Apabila syarat subyektif tidak dapat terpenuhi, maka salah satu pihak mempunyai hak untuk meminta supaya perjanjian itu dibatalkan. Pihak yang dapat meminta pembatalan itu, adalah pihak yang tidak cakap atau pihak yang memberikan sepakatnya (perizinannya) secara tidak bebas.

Jadi, perjanjian yang telah dibuat itu akan terus mengikat kedua belah pihak yang mengadakan perjanjian, selama tidak dibatalkan (oleh hakim) atas permintaan pihak yang berhak meminta pembatalan tersebut.
Sedangkan apabila syarat obyektif yang tidak terpenuhi, maka perjanjian itu akan batal demi hukum. Artinya sejak semula tidak pernah dilahirkan suatu perjanjian dan tidak pernah ada suatu perikatan.

A.3.    Kelalaian/Wanprestasi
Kelalaian atau Wanprestasi adalah apabila salah satu pihak yang mengadakan perjanjian, tidak melakukan apa yang diperjanjikan.
Kelalaian/Wanprestasi yang dilakukan oleh salah satu pihak dapat berupa empat macam, yaitu:
  1. Tidak melaksanakan isi perjanjian.
  2. Melaksanakan isi perjanjian, tetapi tidak sebagaimana dijanjikan.
  3. Terlambat melaksanakan isi perjanjian.
  4. Melakukan sesuatu yang menurut perjanjian tidak boleh dilakukannya.
A.4.    Hapusnya Perjanjian

Hapusnya suatu perjanjian yaitu dengan cara-cara sebagai berikut:

a.   Pembayaran
Adalah setiap pemenuhan hak dan kewajiban para pihak dalam perjanjian secara sukarela.  Berdasarkan pasal 1382 KUH Perdata dimungkinkan menggantikan hak-hak seorang kreditur/berpiutang.
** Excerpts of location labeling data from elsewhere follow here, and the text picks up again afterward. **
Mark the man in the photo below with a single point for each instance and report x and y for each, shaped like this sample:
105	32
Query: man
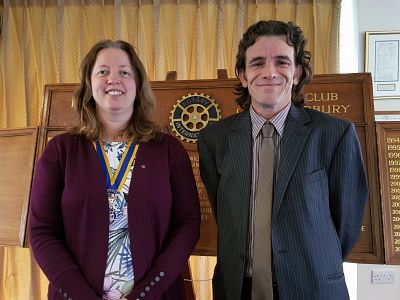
319	182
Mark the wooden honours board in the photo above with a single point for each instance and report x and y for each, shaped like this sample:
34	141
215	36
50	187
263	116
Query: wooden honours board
389	164
185	107
17	153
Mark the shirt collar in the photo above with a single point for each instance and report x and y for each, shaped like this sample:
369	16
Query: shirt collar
278	121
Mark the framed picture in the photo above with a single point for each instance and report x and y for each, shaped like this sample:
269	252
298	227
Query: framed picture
382	56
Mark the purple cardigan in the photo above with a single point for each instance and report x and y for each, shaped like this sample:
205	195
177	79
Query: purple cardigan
69	220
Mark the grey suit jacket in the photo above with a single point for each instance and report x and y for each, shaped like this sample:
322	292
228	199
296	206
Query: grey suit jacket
319	199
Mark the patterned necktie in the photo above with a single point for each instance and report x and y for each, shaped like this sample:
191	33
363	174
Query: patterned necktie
262	268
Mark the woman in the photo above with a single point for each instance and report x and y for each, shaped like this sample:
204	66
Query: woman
114	207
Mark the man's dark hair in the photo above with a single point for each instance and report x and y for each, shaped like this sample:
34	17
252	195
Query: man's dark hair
294	37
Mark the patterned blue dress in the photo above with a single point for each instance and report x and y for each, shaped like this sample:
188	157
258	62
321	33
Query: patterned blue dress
119	276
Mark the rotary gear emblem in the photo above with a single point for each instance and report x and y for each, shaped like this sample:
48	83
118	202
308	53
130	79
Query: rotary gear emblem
191	114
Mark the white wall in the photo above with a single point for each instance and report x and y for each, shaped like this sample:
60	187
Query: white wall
373	15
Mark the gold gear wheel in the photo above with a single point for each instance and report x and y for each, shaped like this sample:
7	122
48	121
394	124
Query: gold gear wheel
195	112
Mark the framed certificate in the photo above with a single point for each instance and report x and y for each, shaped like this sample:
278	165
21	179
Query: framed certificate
382	50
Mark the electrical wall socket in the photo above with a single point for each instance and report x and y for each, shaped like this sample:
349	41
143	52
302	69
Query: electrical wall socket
383	275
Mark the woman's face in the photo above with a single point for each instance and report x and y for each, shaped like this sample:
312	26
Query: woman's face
113	84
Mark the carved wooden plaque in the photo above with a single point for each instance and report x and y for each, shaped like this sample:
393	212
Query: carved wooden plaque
389	169
17	153
180	110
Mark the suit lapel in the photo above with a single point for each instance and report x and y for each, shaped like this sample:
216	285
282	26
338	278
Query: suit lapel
297	129
240	146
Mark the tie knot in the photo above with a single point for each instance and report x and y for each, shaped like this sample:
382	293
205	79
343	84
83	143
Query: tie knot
268	130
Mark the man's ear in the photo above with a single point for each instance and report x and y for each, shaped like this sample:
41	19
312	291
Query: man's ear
243	78
297	74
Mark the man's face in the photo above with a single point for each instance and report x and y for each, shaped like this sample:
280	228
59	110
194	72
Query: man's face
270	74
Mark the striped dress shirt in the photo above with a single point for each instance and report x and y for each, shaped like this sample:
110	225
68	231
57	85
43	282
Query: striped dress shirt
257	122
Menggantikan hak-hak seorang kreditur/berpiutang dinamakan subrogatie. Mengenai subrogatie diatur dalam pasal 1400 sampai dengan 1403 KUH Perdata. Subrogatie dapat terjadi karena pasal 1401 KUH Perdata dan karena Undang-undang (Pasal 1402 KUH Perdata).

b. Penawaran pembayaran tunai diikuti oleh penyimpanan atau penitipan uang atau barang pada Panitera Pengadilan Negeri

Adalah suatu cara pembayaran yang harus dilakukan apabila si berpiutang (kreditur) menolak pembayaran utang dari debitur, setelah kreditur menolak pembayaran, debitur dapat memohon kepada Pengadilan Negeri untuk mengesahkan penawaran pembayaran itu yang diikuti dengan penyerahan uang atau barang sebagai tanda pelunasan atas utang debitur kepada Panitera Pengadilan Negeri.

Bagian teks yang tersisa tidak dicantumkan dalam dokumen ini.